# Working with Geotags

As we saw in `01_querying_twitter`, we can filter tweets that are geotagged within some radius of a particular location.

**REMEMBER**: 

Twitter ToS strictly prohibits
- separating geo information from the tweet it is attached to
- using aggregated geo-information to track individuals or other movement

Twitter ToS allows for "Heat maps and related tools that show aggregated geo activity (e.g.,: the number of people in a city using a hashtag)"

## "Beach" Geodata
`saved_searches/beach_tweets_extensive.csv` is 407 tweets that occurred in a circle roughly centered on the continental U.S. and which included the word "beach".

In [None]:
import pandas as pd
import matplotlib.pyplot as plt
import numpy as np
import geopandas

# load in tweet df; converters argument tells pandas to read the geo.coordinate column as an object (list) not a string
beach_tweets = pd.read_csv('saved_searches/beach_tweets_extensive.csv', converters = {'geo.coordinates': eval})

# add columns for long and lat
beach_tweets[['geo.lat', 'geo.long']] = pd.DataFrame(beach_tweets['geo.coordinates'].to_list())


## geo.coordinates information

Let's remind ourselves of the structure of the "extensive" tweet csv files which are the result of saving all of the .json information from our searches.

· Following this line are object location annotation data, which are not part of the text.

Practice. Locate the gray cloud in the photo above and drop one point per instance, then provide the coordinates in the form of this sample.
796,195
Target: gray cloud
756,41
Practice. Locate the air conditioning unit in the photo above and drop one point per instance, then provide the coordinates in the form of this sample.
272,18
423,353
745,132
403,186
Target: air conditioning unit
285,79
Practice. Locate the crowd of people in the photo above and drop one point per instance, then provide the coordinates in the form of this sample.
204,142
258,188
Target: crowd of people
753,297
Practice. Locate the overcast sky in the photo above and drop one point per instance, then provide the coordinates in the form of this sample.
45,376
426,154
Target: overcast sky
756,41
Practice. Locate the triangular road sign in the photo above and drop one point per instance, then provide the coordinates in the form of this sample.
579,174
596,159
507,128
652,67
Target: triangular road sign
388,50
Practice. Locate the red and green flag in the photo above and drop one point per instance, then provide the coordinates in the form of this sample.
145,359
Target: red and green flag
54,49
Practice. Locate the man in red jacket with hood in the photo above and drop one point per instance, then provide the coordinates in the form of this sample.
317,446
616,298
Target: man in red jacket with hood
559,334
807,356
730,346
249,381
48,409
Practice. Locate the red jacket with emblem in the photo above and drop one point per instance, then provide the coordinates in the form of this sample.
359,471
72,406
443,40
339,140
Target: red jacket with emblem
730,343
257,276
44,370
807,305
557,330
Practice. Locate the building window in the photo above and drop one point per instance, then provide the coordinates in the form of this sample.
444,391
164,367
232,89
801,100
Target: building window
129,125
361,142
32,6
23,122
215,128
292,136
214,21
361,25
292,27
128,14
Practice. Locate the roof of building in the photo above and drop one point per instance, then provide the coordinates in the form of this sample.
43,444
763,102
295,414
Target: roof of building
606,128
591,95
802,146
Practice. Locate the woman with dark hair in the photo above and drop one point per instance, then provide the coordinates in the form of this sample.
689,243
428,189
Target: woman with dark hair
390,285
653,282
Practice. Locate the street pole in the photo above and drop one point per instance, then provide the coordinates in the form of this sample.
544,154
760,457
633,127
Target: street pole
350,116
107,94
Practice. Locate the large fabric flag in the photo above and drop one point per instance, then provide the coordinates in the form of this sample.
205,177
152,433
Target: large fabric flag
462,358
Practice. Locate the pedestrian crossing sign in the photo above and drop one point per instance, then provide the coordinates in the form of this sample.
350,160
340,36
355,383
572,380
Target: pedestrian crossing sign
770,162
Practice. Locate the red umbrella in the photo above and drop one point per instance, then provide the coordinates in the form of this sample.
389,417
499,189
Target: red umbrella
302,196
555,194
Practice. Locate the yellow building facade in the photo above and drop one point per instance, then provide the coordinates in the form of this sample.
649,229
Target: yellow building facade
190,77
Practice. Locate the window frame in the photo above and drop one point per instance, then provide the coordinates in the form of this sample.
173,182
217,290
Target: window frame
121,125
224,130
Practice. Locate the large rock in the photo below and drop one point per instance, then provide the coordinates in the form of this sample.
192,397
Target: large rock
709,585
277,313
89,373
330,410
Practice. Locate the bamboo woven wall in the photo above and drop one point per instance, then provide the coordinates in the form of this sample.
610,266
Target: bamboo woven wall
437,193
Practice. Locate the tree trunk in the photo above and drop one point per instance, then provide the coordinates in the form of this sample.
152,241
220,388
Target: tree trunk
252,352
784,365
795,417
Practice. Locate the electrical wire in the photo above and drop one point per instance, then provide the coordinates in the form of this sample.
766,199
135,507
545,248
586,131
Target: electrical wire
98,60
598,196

The parameter of interest here is`geo.coordinates`, which is a list of the latitude and longitude of geo-tagged tweets.

In [None]:
print(beach_tweets.shape)
print('\n\n\n')
print(beach_tweets['geo.coordinates'].describe())
print('\n\n\n')
print(beach_tweets.head())


## .shp files

Shapefiles (.shp and associated files) are the standard format for representing digital maps.

These files define the borders, polygons, and often metadata of various maps.

There exist **many** free and open-source Shapefiles for nations, cities, and specialized purposes. You can even create your own Shapefiles files if you learn GIS software.

<br />
<br />

We're going to use the python library `geopandas` to manipulate Shapefiles from the US Census and layer our tweet data on-top of this map.

In [None]:
# shape files from US census https://www.census.gov/geographies/mapping-files/time-series/geo/carto-boundary-file.html
states = geopandas.read_file('us_state_data/cb_2018_us_state_500k.shp')

fig, ax = plt.subplots()
fig.set_size_inches(25,50)
ax.set_aspect('equal')
ax.set_ylim([25,50])
ax.set_xlim([-125,-67])

states.plot(ax = ax, color = 'white', edgecolor = 'black')
plt.show()

## Flexible Approach

There are an incredible number of flexible options in both `geopandas` and `matplotlib` that we're not going to be able to get into. 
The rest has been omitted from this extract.